Dass es bis dahin noch ein weiter und sicherlich steiniger Weg ist, dies zeigten die Vorträge von Dr. Lars Herbeck, Geschäftsführer der Voith Materials GmbH, und etlichen anderen Rednern aus der Praxis. "CFK kommt im normalen Auto nicht vor," stellt Herbeck fest, und sieht auch für die mittelfristige Zukunft keinen Durchbruch auf diesem Gebiet. Aber: "Wir glauben daran, dass in der Zusammenarbeit von Herstellern, Verarbeitern und OEMs der nächste Entwicklungsschritt für den Großserieneinsatz von CFK liegt." In diese Richtung gingen auch die Vorträge von Sebastian Grasser, Benteler-SGL Automotive Components, und Prof. Dr. Werner Hufenbach, Direktor des Instituts für Leichtbau und Kunststofftechnik der TU Dresden. Grasser kann sich in drei bis vier Jahren die Automatisierung bei der Fertigung mit CFK-Bauteilen in der Automobilherstellung vorstellen und ist damit einer der Optimisten in der Runde.

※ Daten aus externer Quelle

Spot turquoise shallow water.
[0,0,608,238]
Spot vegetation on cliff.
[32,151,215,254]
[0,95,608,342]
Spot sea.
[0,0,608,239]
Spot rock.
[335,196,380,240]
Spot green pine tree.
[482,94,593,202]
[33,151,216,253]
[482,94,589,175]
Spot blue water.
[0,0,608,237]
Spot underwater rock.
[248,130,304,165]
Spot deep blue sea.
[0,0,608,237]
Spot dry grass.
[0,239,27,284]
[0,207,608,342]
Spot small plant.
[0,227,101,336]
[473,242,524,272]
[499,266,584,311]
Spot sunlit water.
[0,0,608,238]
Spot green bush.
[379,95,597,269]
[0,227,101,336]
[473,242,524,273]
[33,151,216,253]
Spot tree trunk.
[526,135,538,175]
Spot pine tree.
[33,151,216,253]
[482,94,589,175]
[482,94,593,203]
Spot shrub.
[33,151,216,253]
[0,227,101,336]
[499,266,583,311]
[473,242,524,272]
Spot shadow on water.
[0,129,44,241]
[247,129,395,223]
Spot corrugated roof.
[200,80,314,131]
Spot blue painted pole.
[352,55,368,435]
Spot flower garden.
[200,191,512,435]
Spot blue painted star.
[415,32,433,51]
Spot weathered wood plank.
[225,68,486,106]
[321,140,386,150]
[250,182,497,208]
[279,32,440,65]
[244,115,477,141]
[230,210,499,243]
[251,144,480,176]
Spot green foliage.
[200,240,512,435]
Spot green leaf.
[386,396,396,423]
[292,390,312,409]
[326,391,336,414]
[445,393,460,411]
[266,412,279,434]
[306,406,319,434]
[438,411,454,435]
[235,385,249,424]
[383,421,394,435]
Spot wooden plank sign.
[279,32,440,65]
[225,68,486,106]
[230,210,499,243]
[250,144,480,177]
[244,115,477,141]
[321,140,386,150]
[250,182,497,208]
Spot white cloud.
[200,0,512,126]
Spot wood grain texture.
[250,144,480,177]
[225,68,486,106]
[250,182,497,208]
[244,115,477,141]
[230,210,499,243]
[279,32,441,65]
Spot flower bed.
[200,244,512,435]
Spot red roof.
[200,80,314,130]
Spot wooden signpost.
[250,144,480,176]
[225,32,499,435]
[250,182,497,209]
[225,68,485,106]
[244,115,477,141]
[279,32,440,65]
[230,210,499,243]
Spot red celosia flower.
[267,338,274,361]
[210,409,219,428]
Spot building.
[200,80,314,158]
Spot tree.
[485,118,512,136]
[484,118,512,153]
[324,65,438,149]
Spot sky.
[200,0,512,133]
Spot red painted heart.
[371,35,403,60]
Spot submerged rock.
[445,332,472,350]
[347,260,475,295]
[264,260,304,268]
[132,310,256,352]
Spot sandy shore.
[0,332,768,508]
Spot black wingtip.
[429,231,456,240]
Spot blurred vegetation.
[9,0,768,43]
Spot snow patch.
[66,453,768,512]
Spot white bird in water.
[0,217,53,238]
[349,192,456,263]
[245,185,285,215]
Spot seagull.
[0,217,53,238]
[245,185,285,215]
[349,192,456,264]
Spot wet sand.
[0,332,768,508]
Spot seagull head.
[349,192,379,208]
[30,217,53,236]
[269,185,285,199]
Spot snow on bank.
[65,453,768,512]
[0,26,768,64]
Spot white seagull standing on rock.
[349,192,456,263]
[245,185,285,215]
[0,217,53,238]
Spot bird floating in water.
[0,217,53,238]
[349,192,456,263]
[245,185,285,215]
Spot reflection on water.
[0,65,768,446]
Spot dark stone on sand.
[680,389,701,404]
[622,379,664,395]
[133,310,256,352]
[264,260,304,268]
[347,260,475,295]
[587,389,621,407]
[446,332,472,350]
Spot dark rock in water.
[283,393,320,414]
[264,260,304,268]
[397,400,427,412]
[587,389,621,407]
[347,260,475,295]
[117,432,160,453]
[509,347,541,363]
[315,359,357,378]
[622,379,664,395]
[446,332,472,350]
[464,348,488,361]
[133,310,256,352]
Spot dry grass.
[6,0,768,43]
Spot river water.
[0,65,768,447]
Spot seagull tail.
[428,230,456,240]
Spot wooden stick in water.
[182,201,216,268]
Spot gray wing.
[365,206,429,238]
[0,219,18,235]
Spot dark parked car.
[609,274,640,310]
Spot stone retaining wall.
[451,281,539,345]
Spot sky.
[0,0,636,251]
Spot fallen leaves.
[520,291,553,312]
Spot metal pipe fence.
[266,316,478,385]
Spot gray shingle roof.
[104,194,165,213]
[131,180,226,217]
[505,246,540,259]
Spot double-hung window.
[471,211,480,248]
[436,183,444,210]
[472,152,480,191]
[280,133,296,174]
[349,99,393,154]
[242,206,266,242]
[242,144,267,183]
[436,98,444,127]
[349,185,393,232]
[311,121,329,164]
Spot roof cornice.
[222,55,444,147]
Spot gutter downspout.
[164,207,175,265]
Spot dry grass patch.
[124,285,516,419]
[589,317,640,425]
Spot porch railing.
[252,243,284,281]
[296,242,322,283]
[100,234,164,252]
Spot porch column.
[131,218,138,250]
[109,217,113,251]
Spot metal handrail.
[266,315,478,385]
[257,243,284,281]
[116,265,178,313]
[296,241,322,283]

Aufbruchsstimmung vermittelte das CCeV Automotive Forum allemal. Gerade der neue Trend zum E-Mobil, der vom badenwürttembergischen Wissenschaftsminister Prof. Dr. Peter Frankenberg in seinem Vortrag noch einmal skizziert wurde, verlangt neue, leichte Werkstoffe - da kommt CFK zur rechten Zeit. Wolfgang Kriegler von der Magna Steyr Fahrzeugtechnik und Gast des Forums, brachte es auf den Punkt: "Wir haben hier einen Blumenstrauß an Möglichkeiten erhalten, die mit CFK in der Zukunft des Automobilbaus stecken. Wir werden uns auf jeden Fall weiter informieren und den nächsten Schritt in Richtung Serienreife gehen."
Die Vorträge des CCeV Automotive Forums sind unter www.carbon-composites.eu/... einsehbar. Dort ist auch eine Video-Zusammenfassung der Veranstaltung eingestellt.
Zum Foto 1: Wollen den Werkstoff CFK in die Großserienproduktion der Automobilindustrie einbringen: Prof. Klaus Drechsler, Universität Stuttgart, TU München und Fraunhofer Gesellschaft Augsburg, Michael Dick, Heinrich Timm, Audi AG, Dr. Hubert Jäger, SGL Group und Dr. Lars Herbeck, Voith Materials GmbH beim CCeV Automotive Forum in Neckarsulm.
Zum Foto 2: Rund 250 Gäste waren von den Informationen beim CCeV Automotive Forum in Neckarsulm beeindruckt. Im Bild Dr. Hubert Jäger, Vorstand des CCeV und Leiter Konzernforschung der SGL Group, Prof. Klaus Drechsler, Vorstand CCeV und Inhaber des Lehrstuhls Carbon Composites der TU München, Heinrich Timm, Leiter Audi Leichtbau Zentrum, Prof. Dr. Frank Henning, stellvertretender Institutsleiter Fraunhofer ICT, Dr. Hans-Wolfgang Schröder, Geschäftsführer CCeV und Prof. Dr. Werner Hufenbach, Direktor des Instituts für Leichtbau und Kunststofftechnik, TU Dresden.